Ingin sekali aku menangis di depan Maya. Tapi sebisa mungkin aku menahan kesedihanku itu. Tuhan, mengapa semua ini terjadi. Aku salah, aku ceroboh, aku tidak teliti dengan apa yang aku butuhkan. Dan tanpa aku sadari, air mata kesedihanku itu tumpah juga.
“Apa ada masalah?” tanya Maya dengan raut muka yang sedikit berbeda.
“Undangan dan kartu identitas itu tidak ada di tas saya. Saya sudah mencarinya tapi memang betul kalau undangan itu tertinggal di kamar hotel saya. Apakah saya tetap boleh masuk tanpa undangan dan kartu identitas?” pintaku.
“Maaf, Mbak. Peraturan tetap peraturan. Barangsiapa tidak menunjukkan undangan dan kartu identitasnya, maka dilarang keras untuk mengikuti acara ini,” Maya menjawab dengan tegas.
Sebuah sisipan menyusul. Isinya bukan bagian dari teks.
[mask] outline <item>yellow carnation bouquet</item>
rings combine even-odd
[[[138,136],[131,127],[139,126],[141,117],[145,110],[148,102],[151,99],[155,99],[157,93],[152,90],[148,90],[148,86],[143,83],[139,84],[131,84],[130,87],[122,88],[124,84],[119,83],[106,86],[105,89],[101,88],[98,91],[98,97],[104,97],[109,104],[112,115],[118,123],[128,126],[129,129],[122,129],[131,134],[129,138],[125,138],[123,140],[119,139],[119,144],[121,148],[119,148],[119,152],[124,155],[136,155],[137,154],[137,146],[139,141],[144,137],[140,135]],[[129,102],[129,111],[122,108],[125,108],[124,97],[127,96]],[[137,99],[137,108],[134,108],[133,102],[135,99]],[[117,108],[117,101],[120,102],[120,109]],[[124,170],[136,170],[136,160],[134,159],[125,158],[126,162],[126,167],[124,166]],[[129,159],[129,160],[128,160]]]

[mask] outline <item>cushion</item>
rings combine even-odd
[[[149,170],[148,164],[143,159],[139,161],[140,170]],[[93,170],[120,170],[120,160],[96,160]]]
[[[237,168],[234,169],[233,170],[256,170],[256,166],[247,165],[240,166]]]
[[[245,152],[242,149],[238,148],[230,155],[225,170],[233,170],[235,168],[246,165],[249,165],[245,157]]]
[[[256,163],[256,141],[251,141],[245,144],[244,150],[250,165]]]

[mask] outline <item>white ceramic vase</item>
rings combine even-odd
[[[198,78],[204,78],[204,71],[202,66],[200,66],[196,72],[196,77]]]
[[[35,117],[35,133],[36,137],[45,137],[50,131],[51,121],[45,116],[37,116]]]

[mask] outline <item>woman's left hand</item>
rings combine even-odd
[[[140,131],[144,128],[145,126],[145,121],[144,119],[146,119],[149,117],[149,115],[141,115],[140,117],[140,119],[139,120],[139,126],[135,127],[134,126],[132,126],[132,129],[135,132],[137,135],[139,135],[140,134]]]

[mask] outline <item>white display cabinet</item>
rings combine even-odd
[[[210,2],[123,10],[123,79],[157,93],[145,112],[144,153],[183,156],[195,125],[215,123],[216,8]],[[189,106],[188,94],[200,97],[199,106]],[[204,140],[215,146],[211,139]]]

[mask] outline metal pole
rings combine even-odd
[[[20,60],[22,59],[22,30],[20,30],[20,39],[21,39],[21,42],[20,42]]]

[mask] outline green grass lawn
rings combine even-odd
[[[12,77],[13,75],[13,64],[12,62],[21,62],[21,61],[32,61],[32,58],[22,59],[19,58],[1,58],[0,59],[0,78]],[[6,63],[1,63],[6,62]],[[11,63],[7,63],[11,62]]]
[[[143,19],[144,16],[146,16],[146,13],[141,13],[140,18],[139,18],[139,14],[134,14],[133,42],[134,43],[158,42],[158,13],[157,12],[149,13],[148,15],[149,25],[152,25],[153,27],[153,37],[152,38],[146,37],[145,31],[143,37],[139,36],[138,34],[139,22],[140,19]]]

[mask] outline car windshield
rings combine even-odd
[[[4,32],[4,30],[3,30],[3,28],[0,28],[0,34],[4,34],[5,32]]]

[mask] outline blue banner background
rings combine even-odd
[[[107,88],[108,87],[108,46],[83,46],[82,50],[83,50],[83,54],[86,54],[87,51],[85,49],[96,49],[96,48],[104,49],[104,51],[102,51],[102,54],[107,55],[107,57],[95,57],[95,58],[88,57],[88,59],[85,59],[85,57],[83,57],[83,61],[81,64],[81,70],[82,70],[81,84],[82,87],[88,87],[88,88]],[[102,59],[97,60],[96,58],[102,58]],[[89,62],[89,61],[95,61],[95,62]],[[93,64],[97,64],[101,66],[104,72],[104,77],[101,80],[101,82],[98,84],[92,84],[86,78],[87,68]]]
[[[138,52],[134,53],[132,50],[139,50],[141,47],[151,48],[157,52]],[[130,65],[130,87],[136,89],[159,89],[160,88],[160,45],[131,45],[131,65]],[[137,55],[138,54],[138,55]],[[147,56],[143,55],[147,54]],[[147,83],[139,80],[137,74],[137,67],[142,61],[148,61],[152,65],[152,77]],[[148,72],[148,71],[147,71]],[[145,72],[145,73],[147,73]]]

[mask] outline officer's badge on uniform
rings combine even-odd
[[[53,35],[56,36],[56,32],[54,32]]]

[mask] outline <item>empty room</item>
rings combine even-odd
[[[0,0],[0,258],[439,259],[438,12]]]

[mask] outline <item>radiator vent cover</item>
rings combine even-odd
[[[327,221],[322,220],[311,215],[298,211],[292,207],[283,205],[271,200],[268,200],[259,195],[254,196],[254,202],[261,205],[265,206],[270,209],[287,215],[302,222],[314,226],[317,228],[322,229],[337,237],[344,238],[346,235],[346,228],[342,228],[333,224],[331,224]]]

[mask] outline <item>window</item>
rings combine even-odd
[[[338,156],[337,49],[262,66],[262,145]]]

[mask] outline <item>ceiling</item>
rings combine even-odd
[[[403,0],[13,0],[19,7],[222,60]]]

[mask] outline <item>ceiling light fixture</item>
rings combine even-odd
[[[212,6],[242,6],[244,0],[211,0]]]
Aku semakin terpukul mendengar jawaban dari Maya.
“Tapi kan......”
“Sekali lagi, maaf, Mbak. Tidak boleh. Mohon keluar dari antrian karena di belakang masih ada yang antri,” kata Maya.
Aku menoleh ke belakang, melihat seorang laki – laki yang berjenggot itu. Raut mukanya terlihat sekali sangat marah karena menungguku check in yang memakan waktu lama.
Aku berjalan menuju kursi taman di dekat gedung. Ku perlambat langkah kakiku dan sesekali menoleh ke belakang, membayangkan dapat masuk ke gedung yang mewah itu. Namun, takdir berkata lain kepadaku. Aku sangat sedih, kecewa, dan menyesal. Kebiasaan burukku  membuat impianku musnah. Air mataku turun begitu derasnya. Ingin sekali aku memeluk mama dan bercerita dengan dia. Mama adalah orang yang sangat berarti bagiku. Semua curahan hatiku selalu aku luapkan kepada mama. Mama dengan sabar menasehatiku dan selalu mengerti apa yang aku rasakan. Ma, Olivia kangen mama..
Tiba – tiba salju di Paris ini berhenti turun. Aku mengusap air mataku dan melihat sekelilingku. Parisian dan para wisatawan lainnya tampak bahagia karena mereka menghabiskan waktu mereka bersama – sama. Banyak anak kecil yang bermain gelembung, ada juga satu keluarga yang sedang piknik bersama, dan ada yang bermain perang salju. Senyumku kembali mengembang setelah melihat keceriaan mereka.
Ternyata, di luar sana masih banyak kebahagiaan apabila kita mau memulainya. Aku berdiri, kemudian mengusap air mata, merapikan pakaianku, dan merapikan rambutku.
“Aku siap memulainya,” dengan yakin aku mengatakannya.
Ku langkahkan kakiku sembari mengambil kamera di tasku. Aku memotret setiap bagian kehidupan ini. Mulai dari anak – anak, hingga lansia pun tak ketinggalan untuk aku potret. Seketika, aku mempunyai ide untuk berkunjung ke setiap tempat wisata yang terkenal di Paris. Terutama, Menara Eiffel!
Setelah melalui perjalanan yang cukup lama, akhirnya aku sampai juga ke tempat ini. Sangat indah sekali pemandangan di sini. Dan pastinya tempat ini cocok untuk menjadi bahan potretanku yang nantinya akan aku perlihatkan kepada mama.
Les Invalides, Notre Dame, Museum Lovre, Arc de Triomphe, sampai Menara Eiffel sudah menjadi potretanku. Aku sangat terpukau dengan wisata di Paris ini. Dan membuatku ingin kembali ke sini bersama keluargaku tercinta. Aku sudah tahu jawabannya, mengapa Paris merupakan tujuan wisata pertama di dunia, ya, karena keindahannya!
Hari hampir larut malam, namun aku belum juga pulang ke hotel. Aku masih berada di pusat perbelanjaan yang menjual berbagai barang khas Paris. Aku membeli banyak sekali oleh – oleh, untuk diriku sendiri, mama, papa, dan pastinya untuk Bi Iyem.
Setelah merasa kelelahan, akhirnya aku memutuskan pulang ke hotel dan membawa barang bawaanku yang sangat banyak ini. Aku menyetop taksi dan menuju hotel. Aku langsung berbaring di tempat tidur ketika aku sampai di kamar. Rasanya sangat capek sekali. Namun, dengan capek itu aku sedikit bisa melupakan kesedihanku akibat gagal mengikuti seminar itu. Kesedihanku terbayar dengan keindahan  dan keunikan Paris.
Tuhan memang mempunyai takdir yang tak terpikirkan sebelumnya. Aku sangat bersyukur sekali, walaupun aku gagal untuk untuk mengikuti seminar, namun aku tetap bisa mendapatkan kebahagiaan dengan caraku sendiri.
Aku memejamkan mata dan siap untuk bertemu mama, papa, Bi Iyem. Ya, aku siap untuk pulang ke Jogja dengan sejuta kepingan kenangan.